5. Pop veggies in a 400 degree over for 30-40 minutes.
6. Cook pasta.
7. Mix pasta and veggies together. Add whatever sauce/salad dressing you like.

Garlic Bread

Ingredients
Whole wheat French bread (or anything similar will work too)
1 head of garlic
Olive Oil
Margerine (optional)

Directions
1. Cut the top off of the head of garlic, exposing the cloves.
2. Put the head of garlic in foil.
3. Drizzle olive oil onto the garlic.
4. Wrap the foil over the head of garlic.
5. Put foil pack in a 400 degree oven. Let it cook for about an hour.
6. Slice up the bread.
7. Drizzle olive oil on the bread and put on a baking sheet.
8. Put a little salt and pepper onto the bread to season it. (Just a tiny pinch)
9. Put in the oven for about 10 minutes.
There are two options:
1. When garlic is done roasting, just take a clove and smash it onto each piece of bread. SO GOOD!
2. Smash roasted garlic with some margerine. Spread onto the bread. Pop bread back in the oven for no more htan 5 minutes.

Sorry I don't have pics....we ate it all up before I thought of taking pictures.
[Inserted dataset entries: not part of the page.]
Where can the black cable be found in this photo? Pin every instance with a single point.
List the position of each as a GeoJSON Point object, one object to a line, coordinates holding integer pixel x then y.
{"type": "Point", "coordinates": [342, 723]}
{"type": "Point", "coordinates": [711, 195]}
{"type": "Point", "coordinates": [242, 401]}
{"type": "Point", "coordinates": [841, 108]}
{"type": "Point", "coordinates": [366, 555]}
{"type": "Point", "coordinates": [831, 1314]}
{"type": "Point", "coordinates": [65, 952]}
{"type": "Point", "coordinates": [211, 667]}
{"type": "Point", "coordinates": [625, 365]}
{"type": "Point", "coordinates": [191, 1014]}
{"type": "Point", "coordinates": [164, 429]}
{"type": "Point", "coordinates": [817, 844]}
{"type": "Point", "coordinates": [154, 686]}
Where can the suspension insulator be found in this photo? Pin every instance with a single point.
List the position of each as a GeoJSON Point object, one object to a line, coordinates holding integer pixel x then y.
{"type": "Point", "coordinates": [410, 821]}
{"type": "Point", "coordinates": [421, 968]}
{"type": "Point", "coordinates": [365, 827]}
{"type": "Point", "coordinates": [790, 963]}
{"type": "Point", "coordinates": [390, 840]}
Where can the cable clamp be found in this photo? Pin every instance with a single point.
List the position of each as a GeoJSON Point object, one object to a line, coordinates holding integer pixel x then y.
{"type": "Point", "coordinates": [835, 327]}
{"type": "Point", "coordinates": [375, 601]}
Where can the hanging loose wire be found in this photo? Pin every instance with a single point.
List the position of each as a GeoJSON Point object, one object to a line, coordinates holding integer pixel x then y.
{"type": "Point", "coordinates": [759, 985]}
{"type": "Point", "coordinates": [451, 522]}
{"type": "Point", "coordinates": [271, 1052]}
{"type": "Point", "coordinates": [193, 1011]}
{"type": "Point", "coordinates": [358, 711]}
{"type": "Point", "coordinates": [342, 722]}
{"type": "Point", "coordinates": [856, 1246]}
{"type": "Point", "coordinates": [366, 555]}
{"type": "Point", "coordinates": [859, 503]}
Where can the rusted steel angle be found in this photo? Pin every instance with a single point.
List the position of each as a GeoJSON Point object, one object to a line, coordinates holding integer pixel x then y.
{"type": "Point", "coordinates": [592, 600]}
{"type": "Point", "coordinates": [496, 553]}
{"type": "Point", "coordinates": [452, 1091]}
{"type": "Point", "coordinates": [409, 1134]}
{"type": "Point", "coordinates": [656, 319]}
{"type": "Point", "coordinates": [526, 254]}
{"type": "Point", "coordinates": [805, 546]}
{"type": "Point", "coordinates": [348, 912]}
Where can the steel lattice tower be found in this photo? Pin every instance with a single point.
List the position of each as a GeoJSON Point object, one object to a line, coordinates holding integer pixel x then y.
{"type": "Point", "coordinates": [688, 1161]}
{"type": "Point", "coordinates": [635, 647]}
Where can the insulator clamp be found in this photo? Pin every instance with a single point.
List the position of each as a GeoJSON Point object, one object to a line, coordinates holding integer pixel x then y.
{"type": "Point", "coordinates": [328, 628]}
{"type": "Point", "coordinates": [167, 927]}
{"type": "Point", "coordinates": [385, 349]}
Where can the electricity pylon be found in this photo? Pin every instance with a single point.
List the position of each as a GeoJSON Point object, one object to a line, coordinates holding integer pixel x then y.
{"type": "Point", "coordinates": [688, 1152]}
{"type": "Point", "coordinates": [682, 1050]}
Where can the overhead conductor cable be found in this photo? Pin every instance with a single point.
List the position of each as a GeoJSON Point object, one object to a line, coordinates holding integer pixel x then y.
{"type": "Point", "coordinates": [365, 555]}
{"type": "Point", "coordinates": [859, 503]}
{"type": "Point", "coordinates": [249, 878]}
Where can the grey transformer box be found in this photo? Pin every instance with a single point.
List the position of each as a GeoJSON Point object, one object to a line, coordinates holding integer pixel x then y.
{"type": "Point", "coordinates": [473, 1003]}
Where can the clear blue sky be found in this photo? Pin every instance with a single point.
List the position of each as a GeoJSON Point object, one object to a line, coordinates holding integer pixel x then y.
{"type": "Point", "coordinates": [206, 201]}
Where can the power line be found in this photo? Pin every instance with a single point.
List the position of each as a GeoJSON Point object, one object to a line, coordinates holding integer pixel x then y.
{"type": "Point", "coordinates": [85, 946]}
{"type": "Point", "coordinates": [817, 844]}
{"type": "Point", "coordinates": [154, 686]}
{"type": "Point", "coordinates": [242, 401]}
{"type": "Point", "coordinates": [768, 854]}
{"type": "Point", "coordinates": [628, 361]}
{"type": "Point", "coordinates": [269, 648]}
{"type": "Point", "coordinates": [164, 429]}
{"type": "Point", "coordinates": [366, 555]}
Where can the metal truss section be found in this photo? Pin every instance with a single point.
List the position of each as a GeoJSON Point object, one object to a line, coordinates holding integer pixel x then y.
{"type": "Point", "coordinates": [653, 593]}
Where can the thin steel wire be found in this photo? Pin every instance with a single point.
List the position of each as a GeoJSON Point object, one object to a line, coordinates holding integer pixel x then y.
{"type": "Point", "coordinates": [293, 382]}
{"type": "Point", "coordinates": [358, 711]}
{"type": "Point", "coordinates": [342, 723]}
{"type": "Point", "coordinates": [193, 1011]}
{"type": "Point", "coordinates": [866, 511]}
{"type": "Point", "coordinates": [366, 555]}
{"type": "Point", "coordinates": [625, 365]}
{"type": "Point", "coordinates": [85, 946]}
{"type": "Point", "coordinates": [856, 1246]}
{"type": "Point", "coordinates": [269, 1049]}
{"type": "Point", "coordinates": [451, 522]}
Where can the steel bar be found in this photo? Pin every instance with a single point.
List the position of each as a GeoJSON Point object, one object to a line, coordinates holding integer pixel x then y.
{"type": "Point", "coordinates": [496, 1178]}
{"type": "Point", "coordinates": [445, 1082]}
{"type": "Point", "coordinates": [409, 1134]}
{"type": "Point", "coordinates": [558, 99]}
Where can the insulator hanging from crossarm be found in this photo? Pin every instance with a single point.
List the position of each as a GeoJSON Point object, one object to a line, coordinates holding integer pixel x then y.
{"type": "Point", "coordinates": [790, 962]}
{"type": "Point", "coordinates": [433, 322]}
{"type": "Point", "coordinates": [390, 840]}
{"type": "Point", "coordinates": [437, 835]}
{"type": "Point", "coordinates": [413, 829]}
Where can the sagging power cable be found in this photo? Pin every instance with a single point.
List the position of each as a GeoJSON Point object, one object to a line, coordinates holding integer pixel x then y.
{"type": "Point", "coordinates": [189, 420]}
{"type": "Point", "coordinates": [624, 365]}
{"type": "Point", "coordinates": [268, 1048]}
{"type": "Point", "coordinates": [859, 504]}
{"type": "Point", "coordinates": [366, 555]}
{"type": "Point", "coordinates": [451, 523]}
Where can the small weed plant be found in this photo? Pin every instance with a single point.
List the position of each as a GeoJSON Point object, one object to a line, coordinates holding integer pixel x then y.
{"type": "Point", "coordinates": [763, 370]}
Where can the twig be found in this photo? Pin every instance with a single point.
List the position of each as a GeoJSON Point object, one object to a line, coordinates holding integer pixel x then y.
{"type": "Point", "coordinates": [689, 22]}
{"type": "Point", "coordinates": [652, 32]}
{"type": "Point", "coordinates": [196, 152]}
But trust me, it's good!

Friday, January 28, 2011

Baking Secrets



So this is a not-so-secret secret, considering it's printed right on the bag....

Looking for an easier way to bake vegan, but can't find vegan friendly egg substitute? Take a hint from Bob's Red Mill Whole Ground Flaxseed Meal:

Flaxseed Meal makes a great egg substitute for most recipes. For one egg, simply mix 1 TBS flaxseed eal with 3 TBS water in a small bowl and let sit for two minutes. Add to a recipe as you would an egg.

I found this brand of Flaxseed Meal at my local Kroger, which means you should be able to find it even if you're in a smaller town.

So for those baking needs, try substituting non-dairy milk and ground flaxseed mix!

Monday, January 24, 2011

Rocket, Pear, and Parmesan Salad


I would have never thought of this combination on my own. Thank goodness they already put these wonderful flavors together Down Under! This is so simple and so easy to make, you'll wonder why you didn't think of this earlier. And since pears are in season right now, pick one up and make this salad! It's a wonderful started to any meal, and everyone will think you're a genius for putting this together.


Ingredients
Arugala (aka Rocket)
Fresh pear slices
Shaved Parmesan
Toasted Walnuts (optional, but good!)
2/3 cup balsamic vinegar
1 TBS brown sugar, plus a little extra

Directions
1. Arrange the arrugala and pear slices onto a plate.
2. Put the vinegar and the brown sugar into a pot. Heat on the stove for 30-60 seconds. That's all it takes!
3. Drizzel vinegar reduction over the salad.
4. Top with cheese and walnuts.
Options
You don't need to make the balsamic reduction. You could also just drizzle the vinegar over the greens.
Use any toasted nuts you'd like! Feel free to experiment.

So easy, so simple, and soooo good. You'll love the peppery bit of the arrugala with the sweetness of the pears, salty cheese, and tartness of the vinagar. And the crunch from the nuts is a nice touch.